Physiotherapy – Pain Syndromes

The gleno-humeral joint, known in lay terms as the shoulder, is a vital part of the links in the upper limb and responsible for our ability to place our hands where we can see them to perform activities. Because flexibility is a prime requirement the shoulder is a less stable joint with moderate muscle power and a large range of motion. It is described as a “soft tissue joint”, implying that the joint’s functional ability is dependent on its soft and not its hard components. Physiotherapists are closely involved in treating and rehabilitating the shoulder, dealing with the muscles, ligaments and tendons.

The shoulder joint is constructed from the socket of the scapula and the humeral head, the ball at the top of the upper arm bone. The head of the upper arm is a large ball and important tendons insert onto it to move and stabilise the shoulder, but the shoulder socket, the glenoid, is small in comparison and very shallow. A cartilage rim, the labrum of the glenoid, deepens the socket and adds to stability. The acromio-clavicular joint lies above the shoulder joint proper and provides dynamic stability during arm movements, being made up from part of the scapula and the outer end of the clavicle.

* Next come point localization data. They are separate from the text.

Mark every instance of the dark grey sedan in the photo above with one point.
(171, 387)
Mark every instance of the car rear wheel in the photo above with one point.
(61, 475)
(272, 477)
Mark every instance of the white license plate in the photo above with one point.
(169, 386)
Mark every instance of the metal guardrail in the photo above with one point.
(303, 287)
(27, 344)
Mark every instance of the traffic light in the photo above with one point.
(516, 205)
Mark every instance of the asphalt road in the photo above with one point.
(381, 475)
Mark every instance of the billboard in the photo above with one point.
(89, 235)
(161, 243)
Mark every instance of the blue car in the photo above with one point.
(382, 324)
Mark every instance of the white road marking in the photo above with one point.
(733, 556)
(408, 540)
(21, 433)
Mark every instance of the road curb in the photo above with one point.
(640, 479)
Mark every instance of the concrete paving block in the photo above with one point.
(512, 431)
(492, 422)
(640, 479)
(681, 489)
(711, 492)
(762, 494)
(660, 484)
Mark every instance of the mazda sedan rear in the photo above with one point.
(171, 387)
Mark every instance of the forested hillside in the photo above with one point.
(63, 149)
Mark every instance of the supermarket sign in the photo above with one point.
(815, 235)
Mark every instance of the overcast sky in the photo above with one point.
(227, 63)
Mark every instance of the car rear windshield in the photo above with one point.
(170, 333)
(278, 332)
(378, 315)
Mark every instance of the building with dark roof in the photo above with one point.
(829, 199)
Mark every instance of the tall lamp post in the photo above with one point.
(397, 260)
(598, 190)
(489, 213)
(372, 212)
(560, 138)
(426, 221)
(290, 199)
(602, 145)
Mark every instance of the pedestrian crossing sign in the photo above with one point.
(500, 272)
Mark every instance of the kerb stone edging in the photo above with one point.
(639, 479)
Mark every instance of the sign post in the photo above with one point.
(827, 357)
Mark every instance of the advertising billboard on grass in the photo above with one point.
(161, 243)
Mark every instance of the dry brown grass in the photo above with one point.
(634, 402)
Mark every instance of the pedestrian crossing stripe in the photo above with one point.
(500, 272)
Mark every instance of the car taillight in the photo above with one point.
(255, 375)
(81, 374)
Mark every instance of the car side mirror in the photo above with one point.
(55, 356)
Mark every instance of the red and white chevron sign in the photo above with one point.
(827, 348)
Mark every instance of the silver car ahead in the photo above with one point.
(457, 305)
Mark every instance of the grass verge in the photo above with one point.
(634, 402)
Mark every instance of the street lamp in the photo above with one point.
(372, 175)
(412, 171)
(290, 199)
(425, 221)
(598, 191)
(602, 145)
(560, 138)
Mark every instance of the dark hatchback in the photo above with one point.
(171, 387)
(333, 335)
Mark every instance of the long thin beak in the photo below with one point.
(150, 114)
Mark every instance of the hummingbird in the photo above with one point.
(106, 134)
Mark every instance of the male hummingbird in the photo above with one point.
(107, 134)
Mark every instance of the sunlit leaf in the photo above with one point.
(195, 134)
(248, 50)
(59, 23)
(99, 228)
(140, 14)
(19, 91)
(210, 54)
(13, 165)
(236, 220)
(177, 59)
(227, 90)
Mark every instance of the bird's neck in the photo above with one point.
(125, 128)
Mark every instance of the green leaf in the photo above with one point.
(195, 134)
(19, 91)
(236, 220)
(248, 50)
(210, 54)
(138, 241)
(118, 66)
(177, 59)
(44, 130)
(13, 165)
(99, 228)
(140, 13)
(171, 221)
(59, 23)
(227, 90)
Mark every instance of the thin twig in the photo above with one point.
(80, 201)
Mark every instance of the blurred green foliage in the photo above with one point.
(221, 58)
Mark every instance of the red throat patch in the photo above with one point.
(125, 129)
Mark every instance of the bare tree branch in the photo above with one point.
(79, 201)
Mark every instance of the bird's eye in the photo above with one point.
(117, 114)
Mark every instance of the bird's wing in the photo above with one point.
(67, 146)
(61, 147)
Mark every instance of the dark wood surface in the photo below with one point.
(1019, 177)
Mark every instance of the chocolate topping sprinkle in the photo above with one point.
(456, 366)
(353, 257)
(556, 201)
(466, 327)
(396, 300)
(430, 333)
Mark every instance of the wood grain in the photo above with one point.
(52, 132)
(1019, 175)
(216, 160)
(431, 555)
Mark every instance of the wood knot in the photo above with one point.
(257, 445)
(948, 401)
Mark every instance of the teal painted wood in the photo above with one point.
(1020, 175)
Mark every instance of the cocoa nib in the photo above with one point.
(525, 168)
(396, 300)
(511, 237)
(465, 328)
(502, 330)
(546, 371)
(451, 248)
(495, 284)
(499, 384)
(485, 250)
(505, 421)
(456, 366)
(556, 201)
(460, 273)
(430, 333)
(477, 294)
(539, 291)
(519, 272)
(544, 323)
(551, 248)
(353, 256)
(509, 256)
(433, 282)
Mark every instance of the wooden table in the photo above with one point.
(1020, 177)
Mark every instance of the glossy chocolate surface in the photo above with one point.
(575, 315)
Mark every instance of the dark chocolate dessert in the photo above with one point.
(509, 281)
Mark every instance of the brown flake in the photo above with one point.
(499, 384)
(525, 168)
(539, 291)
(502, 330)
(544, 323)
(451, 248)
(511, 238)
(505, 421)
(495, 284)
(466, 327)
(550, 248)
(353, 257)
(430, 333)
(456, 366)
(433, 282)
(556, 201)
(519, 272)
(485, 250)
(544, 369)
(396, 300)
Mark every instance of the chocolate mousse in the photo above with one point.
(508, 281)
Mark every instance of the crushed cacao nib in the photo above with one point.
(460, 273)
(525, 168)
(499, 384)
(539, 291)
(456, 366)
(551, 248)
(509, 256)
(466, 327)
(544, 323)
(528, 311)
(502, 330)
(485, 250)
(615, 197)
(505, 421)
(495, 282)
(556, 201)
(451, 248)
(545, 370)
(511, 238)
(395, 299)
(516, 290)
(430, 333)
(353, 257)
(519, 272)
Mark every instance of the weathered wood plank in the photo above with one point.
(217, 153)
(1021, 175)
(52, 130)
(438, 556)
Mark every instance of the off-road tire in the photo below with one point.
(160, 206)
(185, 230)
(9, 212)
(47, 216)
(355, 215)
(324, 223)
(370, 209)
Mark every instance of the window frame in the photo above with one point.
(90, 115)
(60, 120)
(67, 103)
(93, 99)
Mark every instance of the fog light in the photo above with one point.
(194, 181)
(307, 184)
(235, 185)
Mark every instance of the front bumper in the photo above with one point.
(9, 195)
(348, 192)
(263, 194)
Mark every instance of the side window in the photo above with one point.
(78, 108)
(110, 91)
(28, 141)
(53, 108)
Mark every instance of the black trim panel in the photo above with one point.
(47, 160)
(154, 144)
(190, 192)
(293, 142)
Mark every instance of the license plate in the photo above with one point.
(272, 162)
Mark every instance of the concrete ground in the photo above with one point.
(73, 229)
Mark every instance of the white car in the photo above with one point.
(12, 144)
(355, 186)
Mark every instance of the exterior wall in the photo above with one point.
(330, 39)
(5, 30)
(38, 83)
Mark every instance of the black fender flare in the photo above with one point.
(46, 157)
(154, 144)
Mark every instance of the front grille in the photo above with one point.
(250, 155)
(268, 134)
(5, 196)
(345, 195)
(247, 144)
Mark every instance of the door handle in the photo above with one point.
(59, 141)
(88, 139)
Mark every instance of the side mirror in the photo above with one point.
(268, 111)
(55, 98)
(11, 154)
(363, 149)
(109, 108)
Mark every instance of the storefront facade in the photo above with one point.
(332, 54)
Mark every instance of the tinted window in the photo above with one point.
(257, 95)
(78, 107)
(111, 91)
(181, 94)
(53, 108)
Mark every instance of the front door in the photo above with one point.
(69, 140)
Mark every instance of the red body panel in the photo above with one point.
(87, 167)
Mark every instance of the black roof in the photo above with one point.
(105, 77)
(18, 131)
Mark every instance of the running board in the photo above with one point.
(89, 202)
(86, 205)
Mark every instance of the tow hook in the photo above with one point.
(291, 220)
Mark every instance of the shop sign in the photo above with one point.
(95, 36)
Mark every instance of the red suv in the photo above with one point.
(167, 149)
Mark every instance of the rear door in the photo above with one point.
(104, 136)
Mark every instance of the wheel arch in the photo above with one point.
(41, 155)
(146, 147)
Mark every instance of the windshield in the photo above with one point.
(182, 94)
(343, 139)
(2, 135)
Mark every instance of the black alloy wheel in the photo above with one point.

The glenohumeral and scapulothoracic joints of the upper limb are acted on by large, strong, prime mover muscles as well as smaller stabilisers. The major back and hip muscles keep the shoulder stable to allow strong movements, the thoracic stabilisers keep the scapula stable so that the rotator cuff can act on a stable humeral head. The deltoid can then perform shoulder movements on the background of a solid base and allow precise placement and control of the arm for hand function to be optimal.

Around the shoulder all the muscles narrow down into flat, fibrous tendons, some larger and stronger, some thinner and weaker. All these tendons are anchoring themselves to the humeral head, allowing their muscles to act on the shoulder. The rotator cuff includes a group of relatively small shoulder muscles, the subscapularis, the supraspinatus, the infraspinatus and the teres minor. The tendons form a wide sheet over the ball, allowing muscle forces to act on it. The rotator cuff, despite its name, acts to hold the humeral head down on the socket and allow the more powerful muscles to perform shoulder movements.

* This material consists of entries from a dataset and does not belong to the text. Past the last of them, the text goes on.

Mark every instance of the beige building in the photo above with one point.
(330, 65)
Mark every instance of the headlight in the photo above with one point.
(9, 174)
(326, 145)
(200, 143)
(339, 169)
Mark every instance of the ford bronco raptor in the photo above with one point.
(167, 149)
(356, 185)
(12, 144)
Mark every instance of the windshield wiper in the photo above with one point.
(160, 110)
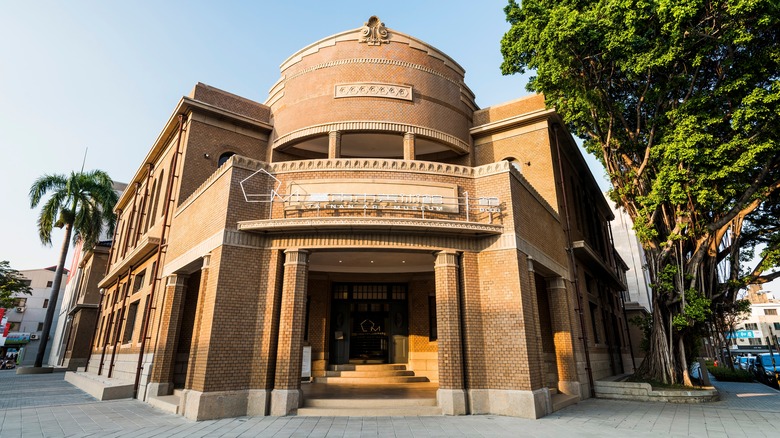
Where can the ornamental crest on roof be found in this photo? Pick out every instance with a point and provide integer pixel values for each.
(374, 32)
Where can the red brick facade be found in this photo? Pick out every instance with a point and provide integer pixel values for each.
(456, 233)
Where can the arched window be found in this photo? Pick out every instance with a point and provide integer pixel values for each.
(224, 157)
(157, 196)
(150, 206)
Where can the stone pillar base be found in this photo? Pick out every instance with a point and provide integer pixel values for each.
(212, 405)
(570, 387)
(157, 388)
(285, 401)
(258, 402)
(512, 403)
(452, 401)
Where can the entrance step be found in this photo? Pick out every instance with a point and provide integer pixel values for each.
(377, 407)
(372, 380)
(377, 373)
(364, 374)
(388, 411)
(367, 367)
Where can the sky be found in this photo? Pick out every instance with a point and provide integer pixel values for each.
(101, 78)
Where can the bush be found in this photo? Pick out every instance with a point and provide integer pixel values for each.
(725, 374)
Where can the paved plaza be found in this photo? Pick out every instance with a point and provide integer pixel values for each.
(47, 406)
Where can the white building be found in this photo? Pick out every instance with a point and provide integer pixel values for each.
(27, 316)
(627, 245)
(764, 321)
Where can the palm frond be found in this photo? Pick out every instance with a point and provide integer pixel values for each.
(43, 185)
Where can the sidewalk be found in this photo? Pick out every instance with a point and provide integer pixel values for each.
(47, 406)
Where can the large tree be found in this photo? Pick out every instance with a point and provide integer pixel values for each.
(12, 284)
(680, 101)
(82, 204)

With age, small degenerative tears occur in the tendons of the cuff, in some cases painful and in others not, causing loss of movement and strength. As tears progress they can become massive, cutting off the cuff muscle power from the humeral head and severely reducing function. Rotator cuff strengthening work is performed by physiotherapists and if the tears are severe they concentrate on anterior deltoid strength to improve functional ability in the absence of cuff power. Shoulder surgeons can repair many rotator cuff tears and physiotherapists rehabilitate patients following the shoulder protocols.

Osteoarthritis (OA) more commonly affects the hips and the knees, however the shoulder can be severely affected in which cases physiotherapy can help with advice, mobilisation of the joints and work on strength and joint motion. Once physiotherapy treatment has been tried then total shoulder replacement is the only remaining treatment option, surgical replacement occurring of the head of the arm bone and the socket of the shoulder blade. As the shoulder is referred to as a “soft-tissue joint” it is the balance and strength of the tendons, muscles and ligaments that determines a good outcome for the replacement. Physiotherapists closely follow the surgical protocols to get the optimal results.

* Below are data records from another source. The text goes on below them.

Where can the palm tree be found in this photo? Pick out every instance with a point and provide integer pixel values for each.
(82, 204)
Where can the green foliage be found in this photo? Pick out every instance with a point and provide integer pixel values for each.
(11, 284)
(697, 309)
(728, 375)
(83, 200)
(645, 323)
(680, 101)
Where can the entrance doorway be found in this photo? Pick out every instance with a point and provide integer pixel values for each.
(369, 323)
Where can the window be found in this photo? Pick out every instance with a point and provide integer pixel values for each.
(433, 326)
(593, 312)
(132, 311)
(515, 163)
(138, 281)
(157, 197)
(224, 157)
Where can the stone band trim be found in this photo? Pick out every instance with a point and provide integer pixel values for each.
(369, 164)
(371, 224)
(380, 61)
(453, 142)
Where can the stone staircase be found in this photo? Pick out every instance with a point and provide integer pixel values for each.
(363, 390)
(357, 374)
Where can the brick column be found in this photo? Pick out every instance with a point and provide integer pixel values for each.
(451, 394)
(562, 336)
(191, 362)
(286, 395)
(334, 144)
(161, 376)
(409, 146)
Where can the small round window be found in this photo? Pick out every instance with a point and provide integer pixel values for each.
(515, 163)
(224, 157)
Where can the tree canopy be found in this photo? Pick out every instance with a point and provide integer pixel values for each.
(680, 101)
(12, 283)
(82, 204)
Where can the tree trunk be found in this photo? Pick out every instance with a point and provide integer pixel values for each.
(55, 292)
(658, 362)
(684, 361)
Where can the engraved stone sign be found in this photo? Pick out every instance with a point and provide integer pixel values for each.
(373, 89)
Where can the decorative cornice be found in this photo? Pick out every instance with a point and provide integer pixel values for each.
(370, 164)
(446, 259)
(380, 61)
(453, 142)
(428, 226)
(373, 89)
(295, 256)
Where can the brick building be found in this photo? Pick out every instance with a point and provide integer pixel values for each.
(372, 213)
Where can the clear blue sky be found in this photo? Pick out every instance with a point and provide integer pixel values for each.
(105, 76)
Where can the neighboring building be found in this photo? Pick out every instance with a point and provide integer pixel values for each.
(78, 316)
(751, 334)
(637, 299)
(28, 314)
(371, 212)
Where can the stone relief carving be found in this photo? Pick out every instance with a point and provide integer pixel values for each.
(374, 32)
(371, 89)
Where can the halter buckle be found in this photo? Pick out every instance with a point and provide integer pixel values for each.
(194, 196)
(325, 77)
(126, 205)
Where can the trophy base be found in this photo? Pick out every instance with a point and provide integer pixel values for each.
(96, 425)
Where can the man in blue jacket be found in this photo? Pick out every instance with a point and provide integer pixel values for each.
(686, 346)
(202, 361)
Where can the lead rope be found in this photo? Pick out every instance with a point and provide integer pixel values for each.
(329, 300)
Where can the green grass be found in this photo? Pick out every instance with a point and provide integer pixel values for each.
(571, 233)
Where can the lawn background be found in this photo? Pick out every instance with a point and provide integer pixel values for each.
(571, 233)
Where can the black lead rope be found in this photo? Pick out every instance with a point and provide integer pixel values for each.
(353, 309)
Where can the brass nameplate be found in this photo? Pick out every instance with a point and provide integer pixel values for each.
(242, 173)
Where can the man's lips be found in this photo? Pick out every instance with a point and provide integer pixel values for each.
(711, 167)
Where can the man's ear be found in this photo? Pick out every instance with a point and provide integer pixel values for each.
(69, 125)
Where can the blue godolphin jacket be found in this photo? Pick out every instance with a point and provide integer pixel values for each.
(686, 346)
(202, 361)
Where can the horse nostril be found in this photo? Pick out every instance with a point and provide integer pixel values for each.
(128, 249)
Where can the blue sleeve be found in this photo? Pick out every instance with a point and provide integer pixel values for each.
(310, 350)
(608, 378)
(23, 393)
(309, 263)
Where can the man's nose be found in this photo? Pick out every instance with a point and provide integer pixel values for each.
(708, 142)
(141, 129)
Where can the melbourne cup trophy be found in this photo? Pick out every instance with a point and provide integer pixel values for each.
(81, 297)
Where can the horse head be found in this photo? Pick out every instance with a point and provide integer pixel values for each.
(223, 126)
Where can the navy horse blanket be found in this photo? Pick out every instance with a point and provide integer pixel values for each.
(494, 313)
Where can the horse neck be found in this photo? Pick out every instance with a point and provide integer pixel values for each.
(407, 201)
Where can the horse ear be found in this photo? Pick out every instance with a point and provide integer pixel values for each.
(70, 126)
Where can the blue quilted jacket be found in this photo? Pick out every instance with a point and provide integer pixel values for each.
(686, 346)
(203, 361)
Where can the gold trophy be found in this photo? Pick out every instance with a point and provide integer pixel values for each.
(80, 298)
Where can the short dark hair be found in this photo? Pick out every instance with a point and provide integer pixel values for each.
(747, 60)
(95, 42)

Physiotherapists treat many other types of shoulder problems such as impingement, tendinitis, hypermobility, abnormal muscle patterning, fractures and dislocations. Impingement is treated by strengthening the rotator cuff or by subacromial injection or acromioplasty operation, where the end of the acromion can be excised. Tendinitis is treated by direct treatment of the tendon and graded strengthening and hypermobility by stability work and accepting the limitations dictated by the condition. Abnormal muscle patterning is managed by teaching normal patterns functionally and fractures and dislocations by the protocols laid down by the surgeons and trauma physiotherapists.